Urban Edition | Looking Back, Peering Ahead, Four Asian Cities, 10 Years; Are Eco-Cities Ecological?
“The case of rapid urbanisation, scarcity of resources, climate change and thus the need for sustainable development has been made extensively worldwide…” – Judith Ryser
Asian cities are growing fast. Too fast. But we know this already. We also know that the same forces driving the creation of urban wealth are the ones that make city living difficult. The result is urban fragmentation and the widespread destruction of old neighbourhoods. The solution, according to some, is a rethink of how cities are designed.

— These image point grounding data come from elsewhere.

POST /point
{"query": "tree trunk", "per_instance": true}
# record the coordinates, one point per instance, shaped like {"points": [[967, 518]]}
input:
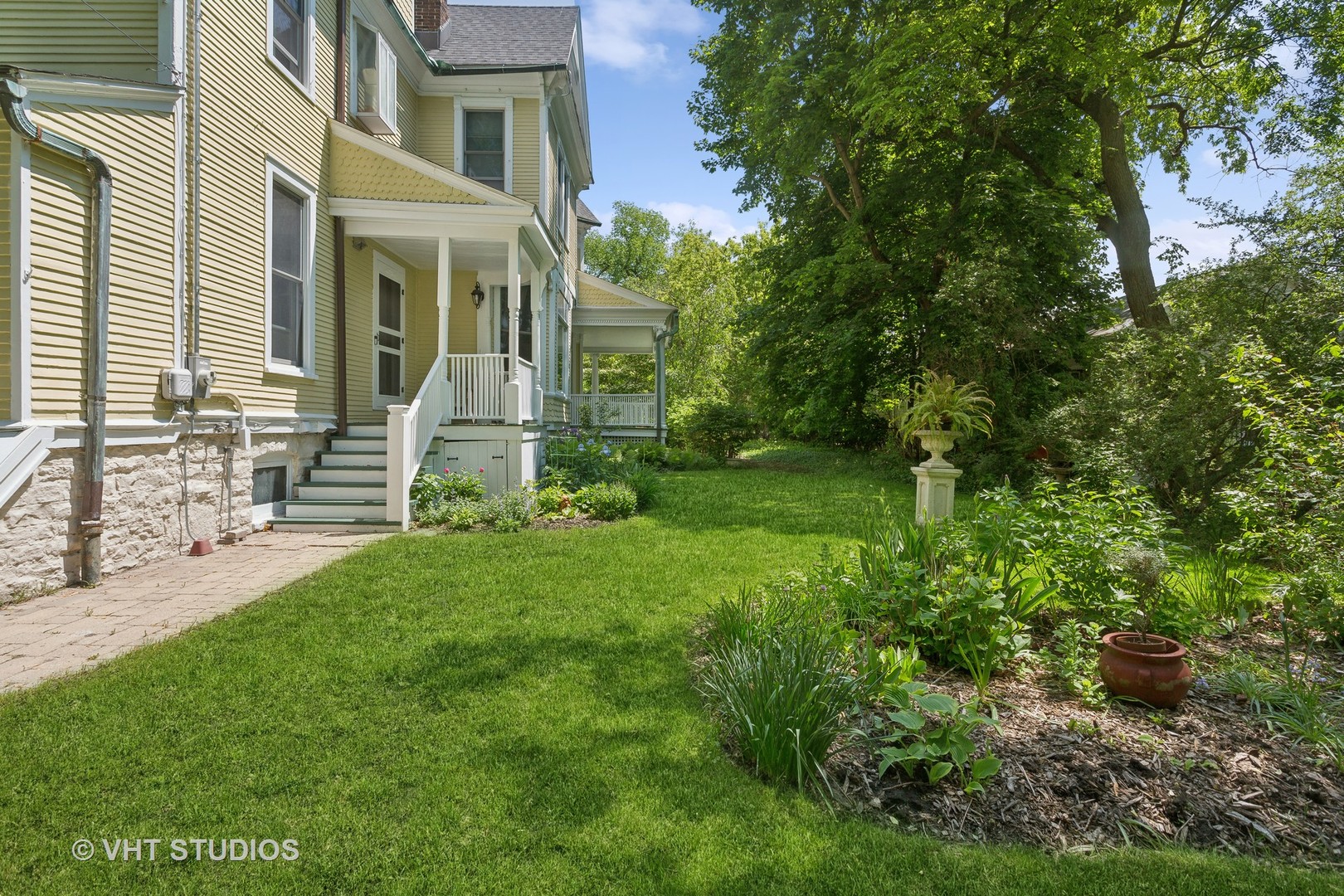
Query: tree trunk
{"points": [[1127, 231]]}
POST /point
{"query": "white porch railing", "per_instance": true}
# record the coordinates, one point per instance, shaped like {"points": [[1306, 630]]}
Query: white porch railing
{"points": [[477, 387], [410, 429], [619, 410]]}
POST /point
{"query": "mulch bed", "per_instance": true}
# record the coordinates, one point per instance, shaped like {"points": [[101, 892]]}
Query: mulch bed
{"points": [[1205, 774]]}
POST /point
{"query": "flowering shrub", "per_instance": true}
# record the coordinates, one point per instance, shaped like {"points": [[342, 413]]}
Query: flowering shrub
{"points": [[608, 500], [429, 490]]}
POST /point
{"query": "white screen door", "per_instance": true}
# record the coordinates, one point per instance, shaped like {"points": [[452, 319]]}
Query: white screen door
{"points": [[388, 334]]}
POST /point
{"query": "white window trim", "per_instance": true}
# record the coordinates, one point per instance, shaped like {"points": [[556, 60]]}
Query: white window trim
{"points": [[461, 104], [304, 84], [385, 52], [279, 173], [264, 512]]}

In this Urban issue, we asked Judith Ryser—an urban expert based in the UK—to probe the idea of an eco-city, to ask hard questions of projects that say they are ecological. She critiques 10 self-professed eco-cities in Asia, based on what they say on paper they will do. Her verdict is not optimistic.

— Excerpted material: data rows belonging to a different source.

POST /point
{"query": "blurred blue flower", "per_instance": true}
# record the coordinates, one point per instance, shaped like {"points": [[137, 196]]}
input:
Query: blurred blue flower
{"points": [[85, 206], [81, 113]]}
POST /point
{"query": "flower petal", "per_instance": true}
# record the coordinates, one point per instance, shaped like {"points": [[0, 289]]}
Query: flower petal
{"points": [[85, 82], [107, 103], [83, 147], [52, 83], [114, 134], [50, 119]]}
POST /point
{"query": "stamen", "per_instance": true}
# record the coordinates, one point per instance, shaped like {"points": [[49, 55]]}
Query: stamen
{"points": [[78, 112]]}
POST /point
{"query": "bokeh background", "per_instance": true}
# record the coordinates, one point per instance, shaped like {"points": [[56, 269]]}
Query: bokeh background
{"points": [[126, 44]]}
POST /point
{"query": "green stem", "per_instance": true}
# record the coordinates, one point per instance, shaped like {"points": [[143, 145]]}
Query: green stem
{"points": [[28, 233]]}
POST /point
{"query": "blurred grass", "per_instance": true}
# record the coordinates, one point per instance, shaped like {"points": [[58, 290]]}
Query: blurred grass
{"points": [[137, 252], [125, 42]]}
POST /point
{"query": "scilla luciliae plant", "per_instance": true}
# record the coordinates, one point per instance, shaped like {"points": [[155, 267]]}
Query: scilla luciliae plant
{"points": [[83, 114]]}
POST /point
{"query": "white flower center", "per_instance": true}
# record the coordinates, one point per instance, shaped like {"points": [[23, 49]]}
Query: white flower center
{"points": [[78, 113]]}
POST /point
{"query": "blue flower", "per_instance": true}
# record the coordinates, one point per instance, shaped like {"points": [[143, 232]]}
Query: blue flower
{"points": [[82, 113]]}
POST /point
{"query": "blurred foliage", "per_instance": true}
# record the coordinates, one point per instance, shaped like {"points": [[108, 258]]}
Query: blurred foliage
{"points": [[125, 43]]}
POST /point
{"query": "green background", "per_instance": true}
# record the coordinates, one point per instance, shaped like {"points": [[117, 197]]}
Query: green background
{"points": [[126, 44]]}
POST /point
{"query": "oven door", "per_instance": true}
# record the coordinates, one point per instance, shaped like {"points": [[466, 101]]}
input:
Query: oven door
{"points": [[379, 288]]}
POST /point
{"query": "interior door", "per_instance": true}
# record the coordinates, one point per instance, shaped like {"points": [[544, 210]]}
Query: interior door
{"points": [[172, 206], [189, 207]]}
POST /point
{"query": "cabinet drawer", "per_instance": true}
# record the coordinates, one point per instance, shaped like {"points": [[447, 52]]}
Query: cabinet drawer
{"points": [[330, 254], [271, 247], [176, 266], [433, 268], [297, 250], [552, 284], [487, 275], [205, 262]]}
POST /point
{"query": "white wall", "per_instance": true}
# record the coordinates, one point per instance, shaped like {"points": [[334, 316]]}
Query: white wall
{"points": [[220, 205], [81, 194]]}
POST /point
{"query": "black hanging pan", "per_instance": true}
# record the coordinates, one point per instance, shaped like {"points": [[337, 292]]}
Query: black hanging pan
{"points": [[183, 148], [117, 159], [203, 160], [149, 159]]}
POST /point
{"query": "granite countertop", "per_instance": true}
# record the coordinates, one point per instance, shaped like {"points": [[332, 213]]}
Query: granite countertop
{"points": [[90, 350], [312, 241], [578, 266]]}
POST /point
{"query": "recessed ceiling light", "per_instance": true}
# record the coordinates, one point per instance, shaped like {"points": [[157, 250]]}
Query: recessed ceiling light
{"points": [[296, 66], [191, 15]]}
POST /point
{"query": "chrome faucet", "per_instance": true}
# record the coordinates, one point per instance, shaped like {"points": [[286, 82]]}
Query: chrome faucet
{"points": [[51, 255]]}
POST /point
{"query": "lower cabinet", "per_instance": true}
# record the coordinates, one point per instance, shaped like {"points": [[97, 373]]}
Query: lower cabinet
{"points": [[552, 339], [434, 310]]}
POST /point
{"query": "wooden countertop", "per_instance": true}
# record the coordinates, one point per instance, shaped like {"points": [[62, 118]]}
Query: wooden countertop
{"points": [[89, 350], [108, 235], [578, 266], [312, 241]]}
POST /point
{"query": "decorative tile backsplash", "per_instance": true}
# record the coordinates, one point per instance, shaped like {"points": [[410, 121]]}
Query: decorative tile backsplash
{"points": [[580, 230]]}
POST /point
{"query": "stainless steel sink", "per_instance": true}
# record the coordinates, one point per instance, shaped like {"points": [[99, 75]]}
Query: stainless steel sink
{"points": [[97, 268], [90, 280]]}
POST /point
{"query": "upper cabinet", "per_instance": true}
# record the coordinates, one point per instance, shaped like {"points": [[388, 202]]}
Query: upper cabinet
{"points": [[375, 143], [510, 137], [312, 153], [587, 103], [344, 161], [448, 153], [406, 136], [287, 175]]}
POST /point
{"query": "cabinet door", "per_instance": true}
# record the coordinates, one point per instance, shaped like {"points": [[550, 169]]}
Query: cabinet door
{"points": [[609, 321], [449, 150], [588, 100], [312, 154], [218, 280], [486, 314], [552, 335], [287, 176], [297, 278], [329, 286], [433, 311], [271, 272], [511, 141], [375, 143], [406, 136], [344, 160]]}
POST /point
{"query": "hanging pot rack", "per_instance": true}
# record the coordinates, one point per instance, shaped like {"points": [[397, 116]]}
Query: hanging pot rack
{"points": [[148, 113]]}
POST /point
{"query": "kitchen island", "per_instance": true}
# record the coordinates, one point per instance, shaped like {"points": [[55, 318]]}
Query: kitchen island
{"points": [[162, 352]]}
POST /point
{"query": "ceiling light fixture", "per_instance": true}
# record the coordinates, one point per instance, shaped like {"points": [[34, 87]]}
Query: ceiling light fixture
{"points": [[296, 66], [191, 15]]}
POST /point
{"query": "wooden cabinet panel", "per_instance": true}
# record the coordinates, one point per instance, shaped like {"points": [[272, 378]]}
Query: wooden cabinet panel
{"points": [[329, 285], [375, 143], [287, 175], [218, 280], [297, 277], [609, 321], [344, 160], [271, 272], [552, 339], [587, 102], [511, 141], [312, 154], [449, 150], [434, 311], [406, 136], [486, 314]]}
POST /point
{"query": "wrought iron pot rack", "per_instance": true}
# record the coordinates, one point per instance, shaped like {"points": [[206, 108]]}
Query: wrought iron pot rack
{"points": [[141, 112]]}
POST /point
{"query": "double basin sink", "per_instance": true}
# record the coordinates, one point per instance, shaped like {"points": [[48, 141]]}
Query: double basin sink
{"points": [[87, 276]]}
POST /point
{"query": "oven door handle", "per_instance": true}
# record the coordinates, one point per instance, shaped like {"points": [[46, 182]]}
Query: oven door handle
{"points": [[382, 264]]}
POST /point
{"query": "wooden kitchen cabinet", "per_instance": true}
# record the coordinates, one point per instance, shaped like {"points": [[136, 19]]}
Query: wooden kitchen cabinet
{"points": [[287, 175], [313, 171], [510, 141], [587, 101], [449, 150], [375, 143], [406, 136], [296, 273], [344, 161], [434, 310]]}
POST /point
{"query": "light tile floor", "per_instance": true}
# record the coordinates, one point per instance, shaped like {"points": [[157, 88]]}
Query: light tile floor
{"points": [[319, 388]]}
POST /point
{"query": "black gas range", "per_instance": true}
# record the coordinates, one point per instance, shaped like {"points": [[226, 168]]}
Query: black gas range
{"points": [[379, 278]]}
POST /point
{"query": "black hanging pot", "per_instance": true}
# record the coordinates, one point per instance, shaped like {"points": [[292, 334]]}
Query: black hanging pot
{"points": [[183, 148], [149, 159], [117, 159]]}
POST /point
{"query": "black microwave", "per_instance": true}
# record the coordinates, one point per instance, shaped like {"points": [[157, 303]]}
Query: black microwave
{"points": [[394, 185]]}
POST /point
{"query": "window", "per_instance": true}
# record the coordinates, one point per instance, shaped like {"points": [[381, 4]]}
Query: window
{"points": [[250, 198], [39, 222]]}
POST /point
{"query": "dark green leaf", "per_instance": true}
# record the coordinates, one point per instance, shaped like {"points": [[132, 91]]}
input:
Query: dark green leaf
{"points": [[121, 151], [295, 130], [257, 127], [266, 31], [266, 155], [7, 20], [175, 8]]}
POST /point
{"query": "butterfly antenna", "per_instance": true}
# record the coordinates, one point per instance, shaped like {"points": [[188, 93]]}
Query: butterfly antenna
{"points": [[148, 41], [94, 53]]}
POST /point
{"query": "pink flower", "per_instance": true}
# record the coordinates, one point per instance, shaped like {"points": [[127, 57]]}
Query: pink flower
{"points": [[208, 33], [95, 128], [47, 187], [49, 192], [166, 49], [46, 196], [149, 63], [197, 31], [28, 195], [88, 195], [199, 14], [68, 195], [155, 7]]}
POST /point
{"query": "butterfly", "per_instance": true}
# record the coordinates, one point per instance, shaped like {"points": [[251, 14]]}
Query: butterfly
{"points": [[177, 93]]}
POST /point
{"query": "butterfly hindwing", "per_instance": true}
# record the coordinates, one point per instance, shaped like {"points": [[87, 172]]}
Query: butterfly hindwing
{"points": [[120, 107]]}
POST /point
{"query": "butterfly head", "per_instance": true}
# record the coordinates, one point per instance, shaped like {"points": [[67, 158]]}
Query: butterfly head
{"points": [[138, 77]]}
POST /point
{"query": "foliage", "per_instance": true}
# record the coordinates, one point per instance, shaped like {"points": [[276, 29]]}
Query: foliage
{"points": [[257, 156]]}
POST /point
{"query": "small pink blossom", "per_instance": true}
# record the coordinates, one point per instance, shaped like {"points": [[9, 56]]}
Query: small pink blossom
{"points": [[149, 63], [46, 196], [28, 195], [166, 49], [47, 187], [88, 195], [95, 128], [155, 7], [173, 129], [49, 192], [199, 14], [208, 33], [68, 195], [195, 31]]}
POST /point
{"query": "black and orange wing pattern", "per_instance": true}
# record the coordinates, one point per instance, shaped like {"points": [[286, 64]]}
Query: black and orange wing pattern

Also, instead of reporting on large projects that adopt the prefix ‘eco’ (except for ones that Ryser discusses), we look at four existing Asian cities—Hong Kong; Ho Chi Minh City; Manila; and Singapore—through the eyes of four experts who live in them. They were asked to describe how and why their city changed in the last decade.
“To excite people to take up sustainability it’s not enough to have highly efficient, low-energy buildings. When people go into places and feel, for many reasons and on many levels, ‘yes, this is how I want to live, and believe we should live’, that’s when sustainability will be embraced with enthusiasm.” We also had a candid conversation with renowned architecture critic and writer Peter Buchanan, and he tells us that in moving forward architecture has to be part of the cultural regeneration that gives people dignity, meaning and a sense of relationship to the world.